Los consejos de Pona eran prudentes; Cumandá los escuchó con atención y luego hizo sin ninguna dificultad un horado y salió fuera. Su madre, que la esperaba, la dijo:

-Hija mía, un momento malogrado te traería grave riesgo de perecer; todos duermen; la madre luna está por ahora muerta; pero hay numerosas estrellas, y su luz te es favorable: vete y no olvides mis advertencias.

En seguida le quitó entrambos brazaletes de piel de culebra y los tiró lejos de sí, y sacándose del cuello la bolsita de piel de ardilla en que tenía encerrado el misterioso amuleto, añadió:

-Llévate esto, y nada temas; tú sabes que aquí hay oculta una prenda de virtud maravillosa: por ella ni aun el malvado mungía se atreverá a llegarse a ti.

La joven la tomó con veneración, la besó y se la suspendió al cuello.

-Los cristianos -agregó la madre-, usan también el signo de la cruz: sabes, hija mía, que no he olvidado esta práctica que aprendí, en otros tiempos. ¡Que nada te falte para que lleves camino acertado y salves tu preciosa vida!
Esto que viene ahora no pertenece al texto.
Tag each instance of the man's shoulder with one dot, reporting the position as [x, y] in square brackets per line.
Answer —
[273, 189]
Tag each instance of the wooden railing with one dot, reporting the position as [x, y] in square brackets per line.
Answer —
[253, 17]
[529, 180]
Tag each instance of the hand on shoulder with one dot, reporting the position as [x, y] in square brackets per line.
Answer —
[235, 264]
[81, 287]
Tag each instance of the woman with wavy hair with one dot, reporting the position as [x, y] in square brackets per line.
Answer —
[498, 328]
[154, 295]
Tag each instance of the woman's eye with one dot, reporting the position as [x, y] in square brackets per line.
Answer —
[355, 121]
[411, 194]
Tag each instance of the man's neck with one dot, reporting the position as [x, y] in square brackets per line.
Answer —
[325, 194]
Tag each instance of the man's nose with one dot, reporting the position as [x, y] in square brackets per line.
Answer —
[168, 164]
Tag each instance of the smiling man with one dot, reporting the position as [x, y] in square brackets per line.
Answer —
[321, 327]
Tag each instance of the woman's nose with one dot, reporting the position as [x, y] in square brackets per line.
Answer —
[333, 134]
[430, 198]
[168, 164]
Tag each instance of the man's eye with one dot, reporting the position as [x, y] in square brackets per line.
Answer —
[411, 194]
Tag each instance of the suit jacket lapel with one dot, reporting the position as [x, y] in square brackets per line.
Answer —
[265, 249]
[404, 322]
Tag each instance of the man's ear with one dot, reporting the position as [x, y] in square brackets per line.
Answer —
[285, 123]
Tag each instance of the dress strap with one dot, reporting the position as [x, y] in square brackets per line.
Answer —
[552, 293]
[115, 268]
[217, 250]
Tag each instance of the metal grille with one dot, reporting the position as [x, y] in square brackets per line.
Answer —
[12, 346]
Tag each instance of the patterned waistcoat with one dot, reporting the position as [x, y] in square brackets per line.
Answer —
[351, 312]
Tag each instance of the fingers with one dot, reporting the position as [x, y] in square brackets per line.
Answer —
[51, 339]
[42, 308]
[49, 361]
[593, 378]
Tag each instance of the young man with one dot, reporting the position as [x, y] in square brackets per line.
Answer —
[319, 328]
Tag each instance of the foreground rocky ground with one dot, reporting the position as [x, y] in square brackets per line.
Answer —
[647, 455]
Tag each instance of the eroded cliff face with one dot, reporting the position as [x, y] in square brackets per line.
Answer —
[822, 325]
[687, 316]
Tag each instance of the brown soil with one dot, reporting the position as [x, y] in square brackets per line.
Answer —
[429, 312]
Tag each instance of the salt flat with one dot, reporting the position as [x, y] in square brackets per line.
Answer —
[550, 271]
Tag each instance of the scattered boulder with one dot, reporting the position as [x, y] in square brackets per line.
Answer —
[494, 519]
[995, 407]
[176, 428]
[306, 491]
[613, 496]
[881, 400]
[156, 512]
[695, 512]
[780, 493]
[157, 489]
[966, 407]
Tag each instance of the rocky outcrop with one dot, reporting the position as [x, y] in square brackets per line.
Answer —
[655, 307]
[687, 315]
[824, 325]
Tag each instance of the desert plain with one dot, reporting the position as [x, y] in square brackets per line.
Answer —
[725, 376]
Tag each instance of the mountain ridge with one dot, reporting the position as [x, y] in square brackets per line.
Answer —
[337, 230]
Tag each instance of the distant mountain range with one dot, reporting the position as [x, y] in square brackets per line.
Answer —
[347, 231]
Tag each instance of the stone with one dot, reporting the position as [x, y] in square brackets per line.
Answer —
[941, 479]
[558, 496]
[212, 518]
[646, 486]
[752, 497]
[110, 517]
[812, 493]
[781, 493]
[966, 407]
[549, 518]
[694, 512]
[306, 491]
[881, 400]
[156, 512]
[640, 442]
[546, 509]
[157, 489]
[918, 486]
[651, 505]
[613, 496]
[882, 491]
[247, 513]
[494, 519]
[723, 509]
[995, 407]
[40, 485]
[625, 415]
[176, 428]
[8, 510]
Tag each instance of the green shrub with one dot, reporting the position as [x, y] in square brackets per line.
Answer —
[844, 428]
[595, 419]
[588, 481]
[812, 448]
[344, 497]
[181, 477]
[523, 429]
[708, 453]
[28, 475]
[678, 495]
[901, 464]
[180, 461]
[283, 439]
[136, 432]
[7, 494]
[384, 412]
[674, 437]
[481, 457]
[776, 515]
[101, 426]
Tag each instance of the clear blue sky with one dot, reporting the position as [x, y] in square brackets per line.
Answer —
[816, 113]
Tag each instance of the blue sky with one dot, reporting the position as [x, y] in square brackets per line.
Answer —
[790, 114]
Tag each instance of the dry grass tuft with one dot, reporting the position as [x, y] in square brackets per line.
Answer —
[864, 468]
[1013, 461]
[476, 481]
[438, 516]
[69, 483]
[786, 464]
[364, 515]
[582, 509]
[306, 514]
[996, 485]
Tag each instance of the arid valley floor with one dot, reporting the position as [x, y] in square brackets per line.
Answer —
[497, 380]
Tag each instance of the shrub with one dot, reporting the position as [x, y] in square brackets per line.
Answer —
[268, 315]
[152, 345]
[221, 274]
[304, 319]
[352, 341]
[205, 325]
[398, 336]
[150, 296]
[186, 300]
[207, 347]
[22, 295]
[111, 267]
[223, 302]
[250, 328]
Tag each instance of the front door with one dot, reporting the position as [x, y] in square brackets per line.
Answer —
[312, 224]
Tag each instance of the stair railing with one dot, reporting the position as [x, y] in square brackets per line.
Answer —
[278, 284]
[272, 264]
Y bendijo a Cumandá, que dobló la frente sobre el materno pecho, como la tierna rama azotada por el viento se dobla sobre el viejo tronco; abrazándose estrechamente, y derramando abundantes lágrimas se separaron.

La una se internó en la selva; y las sombras la envolvieron y absorbieron al punto. La otra fue a sentarse a la puerta de la cabaña, a esperar, temblando, lo que acontecería a la mañana siguiente, cuando se descubriese por los paloras la muerte del curaca y la desaparición.